After everything you end up selling to the trade because most people are at work when they hold the auction.

The other major factor is the big Auction houses rate there success in selling an item, not in obtaining the most for it. Thats my experiance.

If you've got museum quality 18th century Brugeut's that are unique then i'd recommend specialist watch and clock sales,

I'd recommend finding out how much there worth, fixing how much you want for them [Net] then try to sell them privately.

There's plenty of people who like a bargain and if your not having to pay 20%. they would be.


----------



## remb1000 (Jan 17, 2012)

Hello,

Thanks for the reply,

Some rather useful information there.

I will keep it in mind.

Yes I am familiar with ebay and realise that the commision fee on sales is low.

Which is to my advantage.

Im just not too sure that certain items could be sold on ebay for their real true value.

Especialy rare and certain uncommon antiques because not everyone would know what they are looking at and most of all what their looking at is worth.

I have contacted some private auctions.

And if they offer a half decent price.

Why not, I will sell to them even if I have to pay commision.

Well that's as long as they don't take the absolute mick when it comes to percentages.

What's good with them is that things are out of my hands and they look after the rest.

As long as I get payed reasonable money it saves me the agro of trying to sell privately you know.

For the record, if anyone out there is wanting to get their antique pocket watches priced for free.
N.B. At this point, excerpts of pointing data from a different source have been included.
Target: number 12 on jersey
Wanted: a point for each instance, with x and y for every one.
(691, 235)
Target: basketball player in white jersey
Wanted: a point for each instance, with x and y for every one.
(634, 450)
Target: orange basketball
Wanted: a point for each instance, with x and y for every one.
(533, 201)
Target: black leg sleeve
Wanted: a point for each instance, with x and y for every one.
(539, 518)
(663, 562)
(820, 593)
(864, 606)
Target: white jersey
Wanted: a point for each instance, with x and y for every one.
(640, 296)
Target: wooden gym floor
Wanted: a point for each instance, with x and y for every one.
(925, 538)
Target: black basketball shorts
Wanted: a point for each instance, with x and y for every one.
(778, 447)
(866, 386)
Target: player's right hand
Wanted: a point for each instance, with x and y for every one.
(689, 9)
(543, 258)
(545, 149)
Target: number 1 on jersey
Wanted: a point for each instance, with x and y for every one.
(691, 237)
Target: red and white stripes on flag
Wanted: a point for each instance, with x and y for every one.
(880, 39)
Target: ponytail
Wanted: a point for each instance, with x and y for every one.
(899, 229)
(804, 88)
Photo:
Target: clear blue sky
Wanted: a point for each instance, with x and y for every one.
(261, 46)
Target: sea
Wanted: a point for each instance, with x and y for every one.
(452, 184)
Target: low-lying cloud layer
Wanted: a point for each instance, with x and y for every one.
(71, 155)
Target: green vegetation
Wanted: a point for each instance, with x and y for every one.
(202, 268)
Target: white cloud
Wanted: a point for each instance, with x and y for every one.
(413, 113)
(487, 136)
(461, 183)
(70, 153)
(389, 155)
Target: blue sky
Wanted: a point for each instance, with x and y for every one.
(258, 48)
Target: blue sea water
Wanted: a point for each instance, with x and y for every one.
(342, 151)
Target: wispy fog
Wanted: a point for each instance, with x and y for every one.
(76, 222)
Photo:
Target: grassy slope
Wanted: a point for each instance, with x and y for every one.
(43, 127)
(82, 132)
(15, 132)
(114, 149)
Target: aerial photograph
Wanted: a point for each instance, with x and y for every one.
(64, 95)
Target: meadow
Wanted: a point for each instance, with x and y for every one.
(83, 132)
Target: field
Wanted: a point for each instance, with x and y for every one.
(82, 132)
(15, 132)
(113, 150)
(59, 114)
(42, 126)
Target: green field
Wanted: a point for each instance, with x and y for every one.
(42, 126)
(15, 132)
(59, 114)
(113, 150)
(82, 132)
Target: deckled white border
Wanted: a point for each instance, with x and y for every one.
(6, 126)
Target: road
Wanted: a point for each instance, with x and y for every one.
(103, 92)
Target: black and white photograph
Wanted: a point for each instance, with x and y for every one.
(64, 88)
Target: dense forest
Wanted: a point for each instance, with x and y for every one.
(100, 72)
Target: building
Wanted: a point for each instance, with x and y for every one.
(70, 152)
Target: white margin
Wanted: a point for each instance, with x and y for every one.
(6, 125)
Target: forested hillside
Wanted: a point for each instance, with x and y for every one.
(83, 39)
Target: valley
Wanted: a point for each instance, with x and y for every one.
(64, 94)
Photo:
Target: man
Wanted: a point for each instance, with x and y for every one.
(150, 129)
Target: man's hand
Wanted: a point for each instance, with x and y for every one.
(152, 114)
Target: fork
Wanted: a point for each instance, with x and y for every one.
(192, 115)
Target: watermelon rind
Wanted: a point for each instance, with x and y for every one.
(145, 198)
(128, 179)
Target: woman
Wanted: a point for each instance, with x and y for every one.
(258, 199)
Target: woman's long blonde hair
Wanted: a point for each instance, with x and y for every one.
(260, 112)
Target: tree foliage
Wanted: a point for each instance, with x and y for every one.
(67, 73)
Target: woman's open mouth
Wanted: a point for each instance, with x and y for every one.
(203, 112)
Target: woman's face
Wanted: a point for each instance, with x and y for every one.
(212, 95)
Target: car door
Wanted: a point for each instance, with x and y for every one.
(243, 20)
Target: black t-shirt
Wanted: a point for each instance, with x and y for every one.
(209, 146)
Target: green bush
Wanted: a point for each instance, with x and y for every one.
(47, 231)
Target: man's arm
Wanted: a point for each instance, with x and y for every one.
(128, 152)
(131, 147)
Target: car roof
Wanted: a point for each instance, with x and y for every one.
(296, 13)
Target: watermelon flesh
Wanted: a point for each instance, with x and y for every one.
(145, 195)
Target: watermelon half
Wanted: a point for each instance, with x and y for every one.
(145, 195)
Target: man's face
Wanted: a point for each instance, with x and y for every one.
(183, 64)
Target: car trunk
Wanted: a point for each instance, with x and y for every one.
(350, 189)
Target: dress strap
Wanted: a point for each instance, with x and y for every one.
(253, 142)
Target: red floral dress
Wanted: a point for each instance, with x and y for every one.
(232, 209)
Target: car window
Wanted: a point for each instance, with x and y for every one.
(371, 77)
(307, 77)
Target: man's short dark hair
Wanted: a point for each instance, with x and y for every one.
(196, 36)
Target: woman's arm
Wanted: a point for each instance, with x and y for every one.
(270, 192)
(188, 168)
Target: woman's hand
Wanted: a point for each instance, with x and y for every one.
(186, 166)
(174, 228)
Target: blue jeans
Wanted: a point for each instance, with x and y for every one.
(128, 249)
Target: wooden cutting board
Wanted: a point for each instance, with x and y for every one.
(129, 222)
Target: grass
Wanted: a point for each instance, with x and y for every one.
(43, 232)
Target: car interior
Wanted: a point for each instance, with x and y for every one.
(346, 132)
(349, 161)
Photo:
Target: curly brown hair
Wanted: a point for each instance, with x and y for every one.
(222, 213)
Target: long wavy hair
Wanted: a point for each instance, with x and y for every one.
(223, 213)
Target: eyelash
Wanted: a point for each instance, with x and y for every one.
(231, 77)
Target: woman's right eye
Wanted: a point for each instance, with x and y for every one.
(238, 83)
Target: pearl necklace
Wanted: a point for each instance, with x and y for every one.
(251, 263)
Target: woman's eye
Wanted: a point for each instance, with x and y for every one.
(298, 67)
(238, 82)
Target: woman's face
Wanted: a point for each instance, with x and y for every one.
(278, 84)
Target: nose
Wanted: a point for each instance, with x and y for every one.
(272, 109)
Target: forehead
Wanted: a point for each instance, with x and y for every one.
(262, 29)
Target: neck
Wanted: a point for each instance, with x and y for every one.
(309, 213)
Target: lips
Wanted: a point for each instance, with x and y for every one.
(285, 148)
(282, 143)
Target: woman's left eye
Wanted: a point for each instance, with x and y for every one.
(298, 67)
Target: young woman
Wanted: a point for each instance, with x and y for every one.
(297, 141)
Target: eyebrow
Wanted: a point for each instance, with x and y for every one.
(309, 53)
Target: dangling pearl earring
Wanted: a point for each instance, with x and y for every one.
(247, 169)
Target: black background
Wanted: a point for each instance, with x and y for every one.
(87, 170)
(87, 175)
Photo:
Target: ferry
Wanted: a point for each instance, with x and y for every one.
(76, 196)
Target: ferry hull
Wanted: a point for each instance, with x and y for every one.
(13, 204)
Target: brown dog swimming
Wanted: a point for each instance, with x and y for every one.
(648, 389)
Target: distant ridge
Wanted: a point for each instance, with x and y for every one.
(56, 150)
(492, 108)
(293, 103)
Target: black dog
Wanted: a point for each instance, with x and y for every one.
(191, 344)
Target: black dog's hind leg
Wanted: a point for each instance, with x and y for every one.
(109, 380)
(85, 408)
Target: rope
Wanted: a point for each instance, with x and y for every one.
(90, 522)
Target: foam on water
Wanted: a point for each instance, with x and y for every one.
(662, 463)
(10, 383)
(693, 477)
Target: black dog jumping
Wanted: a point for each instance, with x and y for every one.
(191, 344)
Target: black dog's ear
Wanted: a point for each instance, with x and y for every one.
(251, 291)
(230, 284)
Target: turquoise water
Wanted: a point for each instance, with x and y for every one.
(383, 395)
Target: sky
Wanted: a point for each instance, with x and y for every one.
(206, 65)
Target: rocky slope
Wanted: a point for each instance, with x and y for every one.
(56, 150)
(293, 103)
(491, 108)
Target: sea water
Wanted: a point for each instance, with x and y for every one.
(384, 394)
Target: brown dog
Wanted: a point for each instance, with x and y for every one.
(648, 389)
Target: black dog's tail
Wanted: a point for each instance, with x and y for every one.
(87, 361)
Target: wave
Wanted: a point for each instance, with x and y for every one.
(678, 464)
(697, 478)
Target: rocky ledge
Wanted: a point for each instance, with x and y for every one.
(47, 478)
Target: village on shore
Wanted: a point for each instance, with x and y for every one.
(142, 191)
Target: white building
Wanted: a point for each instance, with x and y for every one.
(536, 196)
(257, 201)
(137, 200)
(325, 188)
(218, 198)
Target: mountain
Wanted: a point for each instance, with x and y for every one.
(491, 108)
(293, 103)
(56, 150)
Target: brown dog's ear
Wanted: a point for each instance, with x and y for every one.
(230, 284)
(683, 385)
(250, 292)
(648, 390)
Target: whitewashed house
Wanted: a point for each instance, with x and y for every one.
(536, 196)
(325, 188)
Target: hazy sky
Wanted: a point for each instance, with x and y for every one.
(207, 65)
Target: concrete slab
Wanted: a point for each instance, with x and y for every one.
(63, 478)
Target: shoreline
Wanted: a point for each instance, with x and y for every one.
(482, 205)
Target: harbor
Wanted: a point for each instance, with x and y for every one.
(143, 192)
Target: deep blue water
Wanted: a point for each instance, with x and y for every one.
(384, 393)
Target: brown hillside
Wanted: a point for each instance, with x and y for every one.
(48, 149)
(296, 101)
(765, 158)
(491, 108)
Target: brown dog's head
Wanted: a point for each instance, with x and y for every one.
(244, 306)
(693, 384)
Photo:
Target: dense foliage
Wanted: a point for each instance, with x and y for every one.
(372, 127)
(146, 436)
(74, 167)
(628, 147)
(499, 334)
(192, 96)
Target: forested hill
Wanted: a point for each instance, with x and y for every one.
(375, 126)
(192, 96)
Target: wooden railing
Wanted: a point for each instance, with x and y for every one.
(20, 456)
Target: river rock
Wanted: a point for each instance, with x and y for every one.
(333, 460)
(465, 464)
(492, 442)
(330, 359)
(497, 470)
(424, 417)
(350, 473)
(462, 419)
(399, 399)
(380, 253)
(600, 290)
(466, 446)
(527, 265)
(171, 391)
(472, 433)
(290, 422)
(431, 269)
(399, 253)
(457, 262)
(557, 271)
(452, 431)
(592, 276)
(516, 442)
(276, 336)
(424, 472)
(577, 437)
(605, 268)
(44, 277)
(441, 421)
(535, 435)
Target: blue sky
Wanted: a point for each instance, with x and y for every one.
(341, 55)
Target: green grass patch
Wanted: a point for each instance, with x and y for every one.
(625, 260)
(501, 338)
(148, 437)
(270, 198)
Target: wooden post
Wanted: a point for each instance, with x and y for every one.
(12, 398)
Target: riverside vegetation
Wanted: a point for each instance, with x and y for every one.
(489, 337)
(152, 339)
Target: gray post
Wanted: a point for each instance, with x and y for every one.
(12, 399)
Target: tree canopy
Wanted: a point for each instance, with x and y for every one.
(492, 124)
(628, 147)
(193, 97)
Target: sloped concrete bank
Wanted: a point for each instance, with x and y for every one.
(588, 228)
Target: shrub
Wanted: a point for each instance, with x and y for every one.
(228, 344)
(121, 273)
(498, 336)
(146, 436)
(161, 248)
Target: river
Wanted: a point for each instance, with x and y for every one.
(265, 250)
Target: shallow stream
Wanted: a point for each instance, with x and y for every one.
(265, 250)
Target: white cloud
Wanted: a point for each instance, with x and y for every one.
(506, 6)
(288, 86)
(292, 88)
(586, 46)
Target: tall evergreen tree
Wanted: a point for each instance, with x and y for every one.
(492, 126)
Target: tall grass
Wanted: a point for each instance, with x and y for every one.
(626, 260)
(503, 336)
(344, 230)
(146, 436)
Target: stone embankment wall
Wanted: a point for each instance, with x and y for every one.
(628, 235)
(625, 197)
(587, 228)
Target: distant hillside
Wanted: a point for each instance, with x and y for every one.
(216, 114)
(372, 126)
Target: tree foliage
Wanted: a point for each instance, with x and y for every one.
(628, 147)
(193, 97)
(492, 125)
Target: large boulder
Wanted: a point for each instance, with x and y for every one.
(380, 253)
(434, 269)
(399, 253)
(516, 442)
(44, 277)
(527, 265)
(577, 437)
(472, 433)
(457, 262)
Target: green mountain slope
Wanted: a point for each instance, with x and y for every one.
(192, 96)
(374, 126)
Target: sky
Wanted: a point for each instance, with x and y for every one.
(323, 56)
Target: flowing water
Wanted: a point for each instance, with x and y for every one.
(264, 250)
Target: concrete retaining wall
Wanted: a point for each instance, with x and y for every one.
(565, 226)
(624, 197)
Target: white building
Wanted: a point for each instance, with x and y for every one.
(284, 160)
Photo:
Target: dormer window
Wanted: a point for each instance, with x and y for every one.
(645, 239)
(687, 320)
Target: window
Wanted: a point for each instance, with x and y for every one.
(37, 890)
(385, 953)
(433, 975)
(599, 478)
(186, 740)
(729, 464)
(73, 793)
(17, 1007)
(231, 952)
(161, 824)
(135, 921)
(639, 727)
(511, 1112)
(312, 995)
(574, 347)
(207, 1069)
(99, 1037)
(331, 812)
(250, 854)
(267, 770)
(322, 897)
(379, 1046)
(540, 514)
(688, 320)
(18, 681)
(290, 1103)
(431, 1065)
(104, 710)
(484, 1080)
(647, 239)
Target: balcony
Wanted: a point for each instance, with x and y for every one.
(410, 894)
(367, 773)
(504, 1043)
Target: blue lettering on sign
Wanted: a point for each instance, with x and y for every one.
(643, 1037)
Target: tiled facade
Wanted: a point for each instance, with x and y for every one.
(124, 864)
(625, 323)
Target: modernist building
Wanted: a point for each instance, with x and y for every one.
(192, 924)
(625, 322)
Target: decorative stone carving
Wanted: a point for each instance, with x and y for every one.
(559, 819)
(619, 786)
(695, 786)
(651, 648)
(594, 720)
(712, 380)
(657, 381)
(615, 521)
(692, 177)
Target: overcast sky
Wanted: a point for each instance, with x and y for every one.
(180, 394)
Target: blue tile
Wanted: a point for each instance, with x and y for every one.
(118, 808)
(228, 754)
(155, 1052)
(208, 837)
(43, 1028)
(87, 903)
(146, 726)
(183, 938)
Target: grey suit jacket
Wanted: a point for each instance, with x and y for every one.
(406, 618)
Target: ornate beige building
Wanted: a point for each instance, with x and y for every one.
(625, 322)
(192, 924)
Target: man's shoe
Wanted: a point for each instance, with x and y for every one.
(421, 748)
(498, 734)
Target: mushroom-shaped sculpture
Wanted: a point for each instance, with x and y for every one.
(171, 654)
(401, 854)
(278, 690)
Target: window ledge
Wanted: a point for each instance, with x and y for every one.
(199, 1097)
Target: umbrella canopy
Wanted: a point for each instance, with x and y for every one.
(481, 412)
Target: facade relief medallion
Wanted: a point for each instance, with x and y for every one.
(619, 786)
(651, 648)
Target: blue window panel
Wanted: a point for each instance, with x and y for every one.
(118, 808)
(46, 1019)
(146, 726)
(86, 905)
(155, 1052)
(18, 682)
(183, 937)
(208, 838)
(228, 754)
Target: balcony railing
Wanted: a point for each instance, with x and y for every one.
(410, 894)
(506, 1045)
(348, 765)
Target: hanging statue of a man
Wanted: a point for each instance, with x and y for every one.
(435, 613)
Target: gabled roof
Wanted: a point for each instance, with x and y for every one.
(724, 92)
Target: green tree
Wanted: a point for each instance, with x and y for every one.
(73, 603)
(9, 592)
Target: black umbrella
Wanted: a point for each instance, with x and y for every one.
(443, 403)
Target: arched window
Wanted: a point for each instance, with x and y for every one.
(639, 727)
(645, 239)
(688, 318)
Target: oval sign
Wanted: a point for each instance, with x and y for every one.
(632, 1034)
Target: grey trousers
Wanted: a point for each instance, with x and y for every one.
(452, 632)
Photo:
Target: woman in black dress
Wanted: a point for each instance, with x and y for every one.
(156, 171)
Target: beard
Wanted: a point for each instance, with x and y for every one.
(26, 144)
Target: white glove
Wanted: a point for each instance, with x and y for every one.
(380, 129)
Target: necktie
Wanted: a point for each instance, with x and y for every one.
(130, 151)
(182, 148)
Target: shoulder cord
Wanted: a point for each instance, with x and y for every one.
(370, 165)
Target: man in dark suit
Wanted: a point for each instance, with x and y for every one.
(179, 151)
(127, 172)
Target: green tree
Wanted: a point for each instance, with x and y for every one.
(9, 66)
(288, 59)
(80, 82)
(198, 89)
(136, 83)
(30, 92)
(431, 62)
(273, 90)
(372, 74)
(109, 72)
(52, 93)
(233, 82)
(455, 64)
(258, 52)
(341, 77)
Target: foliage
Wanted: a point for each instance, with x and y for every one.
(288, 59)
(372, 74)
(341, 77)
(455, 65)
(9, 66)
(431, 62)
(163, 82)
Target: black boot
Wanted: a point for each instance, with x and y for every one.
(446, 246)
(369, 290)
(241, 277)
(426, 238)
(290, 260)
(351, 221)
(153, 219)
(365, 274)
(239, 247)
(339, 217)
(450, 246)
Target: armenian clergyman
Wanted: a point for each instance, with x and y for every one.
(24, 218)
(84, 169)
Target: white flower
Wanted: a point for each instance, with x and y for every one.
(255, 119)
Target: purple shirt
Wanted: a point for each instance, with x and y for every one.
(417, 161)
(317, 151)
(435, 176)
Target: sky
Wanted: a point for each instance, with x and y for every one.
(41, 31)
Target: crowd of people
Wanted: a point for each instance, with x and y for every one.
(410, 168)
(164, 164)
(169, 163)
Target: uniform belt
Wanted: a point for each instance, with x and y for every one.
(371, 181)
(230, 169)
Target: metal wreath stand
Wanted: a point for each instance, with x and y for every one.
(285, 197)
Theese two websites provide this service:

(www.antiquorum.com)

(www.fellows.co.uk)

It's fair handy and easy, just send a description with a few pics in the fields provided and voila 

They answer pretty quick too.

Of course it might be best to point out that you might be interested in selling.

Wheter that's true or not is irelevant.

But it's best to say that you might be interested in selling rather than just saying yes by the way im just using you for your free service. 

I mean afterall, if they are offering this free service aren't we entitled to use it.

Personaly I found it very useful, quick quotes for my antique watches without having to move my fat ass.

Hope it's useful to some of you out their.

Kind regards

Robert

It's actualy quite good.


----------



## Roger the Dodger (Oct 5, 2009)

Hi, Robert...if you can find out a ball park figure for your watches, you can always put them on the Bay with a reserve or a Buy it Now price....rather than have someone win a beautiful watch for peanuts.


----------



## Seismic one (Jun 21, 2008)

If you have a price in mind why not try a punt on the *For Sale *section on this site.

I for one would be interested at least to have a look.


----------